The clients decided to make the most of this sunny, sheltered spot by having the new living areas face directly out to the courtyard. In the extension they wanted to make provision for casual living, formal dining, and a bar and billiards area to be shared and enjoyed with their teenaged children and friends. Besides opening out to the pergola-covered courtyard terrace, these living spaces also had to link to the existing kitchen and formal living room.

In his design resolution, architect Michael Rigg has taken into account the heritage flavour of the existing house — both inside and out. The interior had been carefully decorated with details and colours true to the Victorian era, and the exterior still features a number of original period details.

Michael linked the old to the new via a long strip of glazing in the ceiling. Using a vaulted structure, he repeated the lofty ceiling heights and deep cornices seen in the existing rooms to help give the new wing an air of old world solidity. The glazing visually divides the new from the old, creating a sense of there being two separate pavilions. With its walls of glass and multi-paned windows the extension recalls the grand conservatories of England’s nineteenth-century country manor houses.
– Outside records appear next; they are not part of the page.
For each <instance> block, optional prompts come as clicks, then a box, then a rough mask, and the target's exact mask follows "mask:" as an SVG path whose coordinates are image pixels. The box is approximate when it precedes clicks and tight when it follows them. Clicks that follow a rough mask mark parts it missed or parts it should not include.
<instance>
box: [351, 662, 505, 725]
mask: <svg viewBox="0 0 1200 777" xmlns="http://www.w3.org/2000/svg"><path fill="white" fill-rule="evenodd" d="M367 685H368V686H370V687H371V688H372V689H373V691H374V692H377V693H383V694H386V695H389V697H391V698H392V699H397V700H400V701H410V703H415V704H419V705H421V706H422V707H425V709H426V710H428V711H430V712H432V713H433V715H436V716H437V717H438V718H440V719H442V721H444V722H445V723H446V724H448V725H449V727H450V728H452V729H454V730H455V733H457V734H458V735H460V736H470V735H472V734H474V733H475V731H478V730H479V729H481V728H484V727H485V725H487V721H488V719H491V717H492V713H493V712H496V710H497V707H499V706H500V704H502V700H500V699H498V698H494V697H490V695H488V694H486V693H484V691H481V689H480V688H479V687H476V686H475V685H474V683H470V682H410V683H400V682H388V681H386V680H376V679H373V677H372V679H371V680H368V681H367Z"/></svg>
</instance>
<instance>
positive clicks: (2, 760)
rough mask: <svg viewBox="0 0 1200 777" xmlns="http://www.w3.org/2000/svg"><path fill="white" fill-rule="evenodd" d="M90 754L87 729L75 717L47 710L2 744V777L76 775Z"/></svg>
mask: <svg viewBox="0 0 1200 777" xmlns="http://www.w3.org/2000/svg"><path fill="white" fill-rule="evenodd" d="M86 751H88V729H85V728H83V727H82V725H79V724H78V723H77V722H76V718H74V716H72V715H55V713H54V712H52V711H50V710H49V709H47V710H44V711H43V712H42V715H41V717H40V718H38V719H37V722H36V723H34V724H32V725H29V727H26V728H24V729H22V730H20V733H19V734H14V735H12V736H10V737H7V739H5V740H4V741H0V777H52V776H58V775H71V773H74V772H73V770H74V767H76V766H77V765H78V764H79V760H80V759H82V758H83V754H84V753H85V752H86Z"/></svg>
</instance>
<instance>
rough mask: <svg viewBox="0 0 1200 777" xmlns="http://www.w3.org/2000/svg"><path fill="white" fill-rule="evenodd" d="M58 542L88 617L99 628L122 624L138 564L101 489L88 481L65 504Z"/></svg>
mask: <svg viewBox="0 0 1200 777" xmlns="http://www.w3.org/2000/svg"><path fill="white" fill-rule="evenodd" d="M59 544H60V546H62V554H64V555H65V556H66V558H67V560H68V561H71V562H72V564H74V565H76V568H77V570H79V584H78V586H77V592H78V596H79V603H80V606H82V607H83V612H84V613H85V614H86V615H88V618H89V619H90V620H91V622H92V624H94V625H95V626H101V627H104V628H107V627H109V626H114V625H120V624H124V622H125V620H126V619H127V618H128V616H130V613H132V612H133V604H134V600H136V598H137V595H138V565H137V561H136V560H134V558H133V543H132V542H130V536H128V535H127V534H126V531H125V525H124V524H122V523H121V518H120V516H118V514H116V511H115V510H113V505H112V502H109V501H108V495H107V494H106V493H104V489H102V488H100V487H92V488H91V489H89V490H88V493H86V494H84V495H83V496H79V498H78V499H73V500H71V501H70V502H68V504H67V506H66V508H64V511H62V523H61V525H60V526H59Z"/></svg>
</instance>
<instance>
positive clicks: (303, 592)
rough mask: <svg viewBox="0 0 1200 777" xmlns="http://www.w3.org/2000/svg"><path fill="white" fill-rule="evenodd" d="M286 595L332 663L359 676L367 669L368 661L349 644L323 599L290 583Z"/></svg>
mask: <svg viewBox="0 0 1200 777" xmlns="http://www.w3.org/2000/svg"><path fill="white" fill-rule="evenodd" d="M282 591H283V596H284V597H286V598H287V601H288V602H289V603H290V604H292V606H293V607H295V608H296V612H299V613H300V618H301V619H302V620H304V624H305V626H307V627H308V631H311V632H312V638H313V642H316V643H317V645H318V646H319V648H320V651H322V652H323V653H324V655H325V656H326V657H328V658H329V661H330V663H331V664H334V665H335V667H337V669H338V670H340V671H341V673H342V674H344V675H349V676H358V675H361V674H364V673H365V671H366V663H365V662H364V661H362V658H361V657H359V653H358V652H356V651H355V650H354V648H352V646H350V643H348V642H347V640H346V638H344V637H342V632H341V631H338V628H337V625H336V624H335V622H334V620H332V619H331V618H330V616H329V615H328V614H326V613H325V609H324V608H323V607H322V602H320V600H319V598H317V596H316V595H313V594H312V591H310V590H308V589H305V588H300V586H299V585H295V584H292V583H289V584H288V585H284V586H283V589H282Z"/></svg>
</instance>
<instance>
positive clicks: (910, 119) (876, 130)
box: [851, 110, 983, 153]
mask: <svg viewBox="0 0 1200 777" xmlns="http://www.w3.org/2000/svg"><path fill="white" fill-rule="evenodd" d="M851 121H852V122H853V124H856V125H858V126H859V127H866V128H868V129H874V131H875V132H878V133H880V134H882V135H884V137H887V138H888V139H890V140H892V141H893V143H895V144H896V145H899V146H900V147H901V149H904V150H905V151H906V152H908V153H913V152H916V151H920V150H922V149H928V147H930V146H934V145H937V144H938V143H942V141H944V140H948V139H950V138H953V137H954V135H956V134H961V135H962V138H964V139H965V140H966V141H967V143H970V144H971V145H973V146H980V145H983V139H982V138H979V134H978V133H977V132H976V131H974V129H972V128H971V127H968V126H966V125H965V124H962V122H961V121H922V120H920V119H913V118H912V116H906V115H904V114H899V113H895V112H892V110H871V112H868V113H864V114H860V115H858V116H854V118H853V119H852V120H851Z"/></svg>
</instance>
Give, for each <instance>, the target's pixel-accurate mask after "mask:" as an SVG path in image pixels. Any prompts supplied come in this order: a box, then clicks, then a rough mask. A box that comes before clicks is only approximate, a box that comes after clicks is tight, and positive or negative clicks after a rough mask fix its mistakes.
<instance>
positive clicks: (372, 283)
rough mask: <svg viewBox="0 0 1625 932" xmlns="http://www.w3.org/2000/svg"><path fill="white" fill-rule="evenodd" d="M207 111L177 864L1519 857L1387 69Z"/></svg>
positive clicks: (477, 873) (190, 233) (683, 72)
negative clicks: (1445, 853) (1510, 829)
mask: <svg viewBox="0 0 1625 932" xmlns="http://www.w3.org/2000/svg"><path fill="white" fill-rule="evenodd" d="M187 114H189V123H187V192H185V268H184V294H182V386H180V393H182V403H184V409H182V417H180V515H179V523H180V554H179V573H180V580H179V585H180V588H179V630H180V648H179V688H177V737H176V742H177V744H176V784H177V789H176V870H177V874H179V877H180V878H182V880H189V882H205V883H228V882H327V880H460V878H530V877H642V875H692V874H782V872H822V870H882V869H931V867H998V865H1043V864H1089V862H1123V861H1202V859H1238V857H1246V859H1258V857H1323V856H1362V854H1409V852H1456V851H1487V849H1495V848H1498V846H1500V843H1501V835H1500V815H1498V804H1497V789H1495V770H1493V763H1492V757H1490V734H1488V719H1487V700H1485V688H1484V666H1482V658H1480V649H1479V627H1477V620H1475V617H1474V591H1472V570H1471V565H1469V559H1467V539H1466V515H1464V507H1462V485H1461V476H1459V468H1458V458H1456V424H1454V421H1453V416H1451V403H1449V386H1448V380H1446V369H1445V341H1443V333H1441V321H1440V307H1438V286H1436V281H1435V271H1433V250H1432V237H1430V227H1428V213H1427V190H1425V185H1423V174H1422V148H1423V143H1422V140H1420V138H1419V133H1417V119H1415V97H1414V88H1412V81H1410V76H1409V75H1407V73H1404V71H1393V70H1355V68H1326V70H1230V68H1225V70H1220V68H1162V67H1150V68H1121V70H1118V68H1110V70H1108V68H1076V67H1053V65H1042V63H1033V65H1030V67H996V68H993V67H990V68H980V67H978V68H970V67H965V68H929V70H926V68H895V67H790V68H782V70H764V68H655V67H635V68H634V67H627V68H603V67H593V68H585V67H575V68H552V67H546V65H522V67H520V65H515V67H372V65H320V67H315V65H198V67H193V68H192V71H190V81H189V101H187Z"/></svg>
There’s certainly no shortage of light in these new living spaces, and the glazed ceiling throws additional light back into the existing kitchen and vestibule. Exposed existing brick walls near the bar and dining area contribute to the indoor-outdoor atmosphere.

Michael has arranged the rooms as the clients requested, using an open fireplace to create a partial division between the formal dining area and the billiards table. A sandstone border around the perimeter of the whole area links the interior to the sandstone-paved terrace.

Michael also made clever use of some original structures. An existing outdoor toilet, all brick, has been converted into a commodious cellar accessed via a glass door at the side of the extension, An existing garage has been reroofed, partially rendered and converted into a large office complete with a bay window.

With this extension, the architect has altered the orientation of an older-style house very much for the better. The new wing has brought much comfort and amenity, without diminishing the charm of the original house. And the living spaces are now focussed on the courtyard, and the beautiful old garden sheltered within its stone walls.